Publication non punissable d’éléments d’un dossier d’instruction
A une courte majorité, la 2e Chambre de la CrEDH a admis la plainte d’un journaliste suisse, qui avait publié dans «L’illustré» des documents secrets issus d’un dossier d’instruction. Sous le titre «Drame du Grand-Pont à Lausanne – la version du chauffard – l’interrogatoire du conducteur fou», il avait cité des propos tenus aux enquêteurs par l’automobiliste qui, en juillet 2003, avait tué trois piétons et blessé huit autres. L’article était aussi illustré par des photos de lettres que le conducteur emprisonné avait écrites au juge d’instruction. Le journaliste fut condamné pour publication de documents officiels secrets (art. 293 CP), une condamnation confirmée par le Tribunal fédéral le 29 avril 2008 (6P.153/2006).
La CrEDH reconnaît qu’il est légitime de prendre des mesures juridiques contre la pression des médias sur les prévenus et pour la protection de la procédure. Mais elle remarque que les autorités suisses n’établissent pas en quoi, dans les circonstances présentes, la divulgation de ce type d’information confidentielle aurait pu avoir une influence négative tant sur le droit à la présomption d’innocence que sur le jugement du prévenu, qui n’a eu lieu que deux ans plus tard. Pour la minorité (trois juges, dont la Suissesse Helen Keller), il ne s’agit cependant pas de savoir si la publication de documents secrets a effectivement porté atteinte à des intérêts privés, car il suffit d’examiner s’il y avait un danger potentiel que cela arrive.

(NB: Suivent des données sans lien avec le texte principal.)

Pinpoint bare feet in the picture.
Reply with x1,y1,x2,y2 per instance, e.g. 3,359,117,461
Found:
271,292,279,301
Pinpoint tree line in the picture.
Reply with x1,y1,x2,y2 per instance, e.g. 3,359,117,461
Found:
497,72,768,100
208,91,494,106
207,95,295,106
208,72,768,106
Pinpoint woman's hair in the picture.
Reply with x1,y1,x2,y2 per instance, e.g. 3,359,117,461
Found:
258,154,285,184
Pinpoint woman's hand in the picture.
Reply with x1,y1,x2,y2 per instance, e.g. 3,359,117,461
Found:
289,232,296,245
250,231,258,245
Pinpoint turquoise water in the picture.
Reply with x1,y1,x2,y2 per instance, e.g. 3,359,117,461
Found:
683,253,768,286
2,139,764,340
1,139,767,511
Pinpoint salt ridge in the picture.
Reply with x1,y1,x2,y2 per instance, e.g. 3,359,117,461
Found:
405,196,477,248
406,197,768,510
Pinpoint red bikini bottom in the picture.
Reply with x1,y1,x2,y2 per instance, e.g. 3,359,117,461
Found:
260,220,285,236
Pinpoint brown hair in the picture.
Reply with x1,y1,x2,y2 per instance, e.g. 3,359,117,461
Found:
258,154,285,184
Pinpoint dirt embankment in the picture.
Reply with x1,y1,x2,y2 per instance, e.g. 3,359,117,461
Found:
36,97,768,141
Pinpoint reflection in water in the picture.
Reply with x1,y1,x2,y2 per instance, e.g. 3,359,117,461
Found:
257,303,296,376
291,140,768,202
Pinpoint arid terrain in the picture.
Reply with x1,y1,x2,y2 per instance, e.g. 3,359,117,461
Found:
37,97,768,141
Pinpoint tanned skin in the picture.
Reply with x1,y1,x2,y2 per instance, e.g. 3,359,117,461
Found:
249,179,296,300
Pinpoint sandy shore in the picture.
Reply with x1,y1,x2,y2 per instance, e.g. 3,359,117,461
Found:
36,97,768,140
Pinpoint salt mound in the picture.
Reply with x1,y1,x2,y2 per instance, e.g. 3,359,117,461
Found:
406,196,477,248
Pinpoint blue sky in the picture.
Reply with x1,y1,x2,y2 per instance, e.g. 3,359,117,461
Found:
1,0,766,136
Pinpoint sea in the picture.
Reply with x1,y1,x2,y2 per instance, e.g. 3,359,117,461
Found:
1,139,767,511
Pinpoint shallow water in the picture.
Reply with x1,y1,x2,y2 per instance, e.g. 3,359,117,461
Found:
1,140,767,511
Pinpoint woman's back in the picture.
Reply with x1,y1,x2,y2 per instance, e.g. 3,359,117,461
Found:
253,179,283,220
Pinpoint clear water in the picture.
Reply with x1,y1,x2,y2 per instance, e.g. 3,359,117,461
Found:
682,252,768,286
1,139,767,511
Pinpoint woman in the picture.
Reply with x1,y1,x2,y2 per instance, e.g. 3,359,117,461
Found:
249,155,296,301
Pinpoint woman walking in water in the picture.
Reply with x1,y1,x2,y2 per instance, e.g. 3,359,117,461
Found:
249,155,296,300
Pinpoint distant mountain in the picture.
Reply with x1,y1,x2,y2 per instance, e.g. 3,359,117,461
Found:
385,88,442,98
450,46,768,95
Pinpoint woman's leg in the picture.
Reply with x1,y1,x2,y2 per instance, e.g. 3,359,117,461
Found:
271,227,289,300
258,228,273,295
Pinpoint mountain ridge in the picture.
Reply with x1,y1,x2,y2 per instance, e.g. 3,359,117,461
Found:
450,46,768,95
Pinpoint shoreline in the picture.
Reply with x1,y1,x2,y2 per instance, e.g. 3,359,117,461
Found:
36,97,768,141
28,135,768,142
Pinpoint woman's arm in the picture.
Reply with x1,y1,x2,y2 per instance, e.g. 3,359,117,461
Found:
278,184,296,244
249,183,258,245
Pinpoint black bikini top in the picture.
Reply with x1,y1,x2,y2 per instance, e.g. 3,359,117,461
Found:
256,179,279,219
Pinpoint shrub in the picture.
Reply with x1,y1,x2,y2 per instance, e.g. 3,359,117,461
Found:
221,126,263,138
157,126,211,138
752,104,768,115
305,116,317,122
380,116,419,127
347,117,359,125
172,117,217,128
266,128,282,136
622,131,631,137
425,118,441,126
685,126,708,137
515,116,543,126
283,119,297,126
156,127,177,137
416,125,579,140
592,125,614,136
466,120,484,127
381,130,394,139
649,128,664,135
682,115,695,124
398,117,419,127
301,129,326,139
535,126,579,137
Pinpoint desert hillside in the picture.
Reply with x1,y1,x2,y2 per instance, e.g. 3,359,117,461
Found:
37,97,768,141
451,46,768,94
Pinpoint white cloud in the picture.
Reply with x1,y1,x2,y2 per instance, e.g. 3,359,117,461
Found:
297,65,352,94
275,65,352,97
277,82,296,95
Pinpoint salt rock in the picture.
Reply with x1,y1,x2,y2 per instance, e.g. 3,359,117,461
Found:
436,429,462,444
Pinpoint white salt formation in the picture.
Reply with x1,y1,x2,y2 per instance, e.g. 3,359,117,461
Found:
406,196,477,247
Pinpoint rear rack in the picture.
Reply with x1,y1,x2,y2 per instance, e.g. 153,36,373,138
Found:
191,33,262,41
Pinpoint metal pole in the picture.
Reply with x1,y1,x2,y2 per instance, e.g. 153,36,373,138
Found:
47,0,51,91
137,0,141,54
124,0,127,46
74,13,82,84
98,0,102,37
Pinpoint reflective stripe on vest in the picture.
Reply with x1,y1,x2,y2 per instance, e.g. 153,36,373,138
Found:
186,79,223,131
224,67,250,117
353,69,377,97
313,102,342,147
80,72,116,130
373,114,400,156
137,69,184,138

Les avis des juges ont divergé sur de nombreux autres points. La majorité a ainsi rejeté l’argument selon lequel l’amende aurait aussi été nécessaire pour la protection de la vie privée: il appartenait au prévenu de faire valoir cette protection, mais il a renoncé à utiliser les voies de droit existantes. Pour la minorité, cela ne suffisait cependant pas à délier l’Etat de son devoir de protéger la vie privée des parties. La minorité souligne encore la conception racoleuse de l’article, qui a fortement réduit sa contribution à un débat d’intérêt public. Pour la majorité, la forme choisie ne pose pas de problème, d’autant plus que le texte porte davantage sur le fonctionnement de la justice pénale que sur le cœur de la vie privée. L’amende de 4000 fr., dont le montant n’est pas négligeable, a par conséquent limité la liberté d’expression dans une trop large mesure.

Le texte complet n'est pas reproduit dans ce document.